I'd bring along Knoppix and try the following:
- What's the CPU speed? /proc/cpuinfo.
- How much memory? 'free'
- What's hard drive performance?
hdparm /dev/hda # show Knoppix's autoconfigured settings.
hdparm -tT /dev/hda # test actual performance.
The critical value is the second number, buffered disk reads. Good
values are in the 10 - 50+ MiB/s range. Anything < 1 MiB/s indicates
a pathalogically slow drive. I got *massive* system performance
boosts by swapping out a disk getting ~150 KiB/s (yes, kilobytes) for
one hitting 60-80 MiB/s.
I don't know how to apply drive tuning parameters under XP, but the
system should be using DMA at the least.
Another trick is to boot safe mode and compare performance.

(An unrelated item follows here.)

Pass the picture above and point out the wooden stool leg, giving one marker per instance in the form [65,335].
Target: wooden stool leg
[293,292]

If it's
notably snappier, check RAM usage and running programs.
> The other thing to think about although this is nit picky is to look
> at the case cooling situation. Dell is very bad about this. You can
> download a free program(for home use) called Everest to check the ram
> performance and CPU temp.
Cooling won't affect performance. It will affect component longevity.
> Last tip, move files out of her profile, especially the desktop to
> increase the boot up speed.
Not a factor on Workstation / Workgroup boot. Matters in Domain boots.
WinXP Home Edition *CANNOT* do a domain boot.
Peace.
--
Karsten M. Self <kmself at ix.netcom.com> http://kmself.home.netcom.com/
What Part of "Gestalt" don't you understand?
The golden rule of technical design: complexity is the enemy.